Questione di carattere…
Si tratta di prodotti davvero figli della storia e del territorio, caratterizzati dall’imprinting di chi poco si interessa alle mode, alle prestazioni da pi-erre e alle richieste del marketing; eppure i fratelli Bera trovano ottimi riscontri sui mercati esteri, a partire da quello francese, il che è tutto dire. Le ragioni di questo? Parlando con Gianluigi una persona potrebbe farsi un’idea a riguardo, notando come questo ragazzo dai modi riservati e garbati si trasformi quando ha modo di raccontare la sua passione, il suo lavoro, le sue esperienze. Un carattere che i Bera riescono a trasferire integro al loro vino, il cui impatto iniziale spesso cupo e ritroso lascia regolarmente spazio a una pulizia e a un’espressività di grande livello; come se non bastasse, quelli di questa cantina sono vini nei quali la piacevolezza (qualcuno direbbe: fruibilità) non paga dazio a scelte produttive anche radicali. Certo, a volte questi vini – come del resto tutti quelli concepiti per esprimersi al di là del momento – avrebbero bisogno di trascorrere più tempo in vetro, ma anche qui come altrove sono i problemi di spazio e quelli di ammortamento dei costi a determinare certe scelte.
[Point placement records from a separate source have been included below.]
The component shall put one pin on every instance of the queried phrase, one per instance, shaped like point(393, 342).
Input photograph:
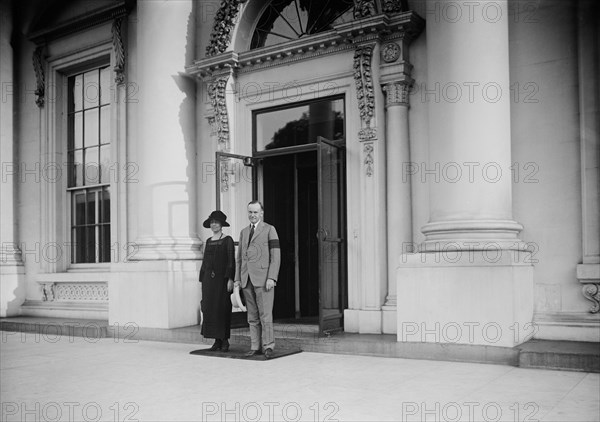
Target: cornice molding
point(403, 26)
point(97, 17)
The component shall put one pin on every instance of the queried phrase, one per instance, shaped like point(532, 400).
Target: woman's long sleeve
point(230, 250)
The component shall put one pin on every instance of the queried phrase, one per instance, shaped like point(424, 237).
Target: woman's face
point(215, 226)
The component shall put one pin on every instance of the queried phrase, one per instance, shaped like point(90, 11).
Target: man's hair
point(257, 202)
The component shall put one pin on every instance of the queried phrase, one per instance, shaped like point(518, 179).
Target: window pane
point(78, 168)
point(105, 91)
point(90, 211)
point(91, 89)
point(77, 92)
point(78, 249)
point(300, 125)
point(105, 125)
point(79, 209)
point(90, 244)
point(105, 207)
point(105, 243)
point(91, 127)
point(92, 175)
point(105, 164)
point(77, 130)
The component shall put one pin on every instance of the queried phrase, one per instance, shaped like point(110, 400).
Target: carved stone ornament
point(367, 134)
point(369, 162)
point(38, 67)
point(216, 92)
point(392, 6)
point(364, 83)
point(390, 52)
point(364, 8)
point(591, 291)
point(222, 26)
point(119, 50)
point(396, 93)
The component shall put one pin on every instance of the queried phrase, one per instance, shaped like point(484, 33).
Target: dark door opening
point(290, 197)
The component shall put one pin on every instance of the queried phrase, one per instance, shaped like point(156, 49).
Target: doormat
point(238, 351)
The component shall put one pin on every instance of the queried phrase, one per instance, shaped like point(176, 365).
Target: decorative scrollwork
point(38, 67)
point(393, 6)
point(369, 161)
point(48, 291)
point(364, 8)
point(591, 291)
point(81, 291)
point(364, 83)
point(216, 92)
point(119, 51)
point(222, 26)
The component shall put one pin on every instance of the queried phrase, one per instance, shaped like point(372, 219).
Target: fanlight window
point(286, 20)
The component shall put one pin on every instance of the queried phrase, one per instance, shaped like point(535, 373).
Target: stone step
point(564, 355)
point(553, 354)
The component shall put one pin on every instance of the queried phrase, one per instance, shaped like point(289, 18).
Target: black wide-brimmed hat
point(216, 215)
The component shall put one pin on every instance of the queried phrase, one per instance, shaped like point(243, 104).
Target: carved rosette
point(390, 52)
point(591, 291)
point(396, 93)
point(38, 67)
point(216, 92)
point(364, 8)
point(119, 50)
point(222, 26)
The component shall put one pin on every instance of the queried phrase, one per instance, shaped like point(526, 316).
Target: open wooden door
point(331, 234)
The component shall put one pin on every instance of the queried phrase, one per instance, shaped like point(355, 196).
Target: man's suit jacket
point(260, 259)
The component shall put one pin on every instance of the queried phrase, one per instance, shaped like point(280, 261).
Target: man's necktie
point(251, 233)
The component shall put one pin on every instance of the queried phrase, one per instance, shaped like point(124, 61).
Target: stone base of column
point(12, 289)
point(160, 294)
point(567, 326)
point(389, 319)
point(472, 235)
point(362, 321)
point(465, 299)
point(165, 248)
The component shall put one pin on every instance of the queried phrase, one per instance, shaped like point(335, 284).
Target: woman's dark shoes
point(218, 345)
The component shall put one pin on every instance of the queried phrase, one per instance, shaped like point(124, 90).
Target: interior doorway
point(290, 197)
point(299, 155)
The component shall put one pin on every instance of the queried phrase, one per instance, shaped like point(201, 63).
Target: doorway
point(300, 154)
point(290, 197)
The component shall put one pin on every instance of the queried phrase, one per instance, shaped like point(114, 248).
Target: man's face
point(254, 213)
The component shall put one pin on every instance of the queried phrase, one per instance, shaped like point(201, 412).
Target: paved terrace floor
point(77, 379)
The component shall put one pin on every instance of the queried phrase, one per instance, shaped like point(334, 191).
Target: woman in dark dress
point(216, 274)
Ma tant’è, se vi capita di dimenticare una Barbera o un Dolcetto di Bera in cantina potreste ritrovare una piacevole sorpresa; altrimenti recatevi lassù, in quell’angolo di vecchio Piemonte per scoprire attraverso le parole di Gianluigi e Alessandra e i loro vini una terra che di passione ne ha molta, da regalare.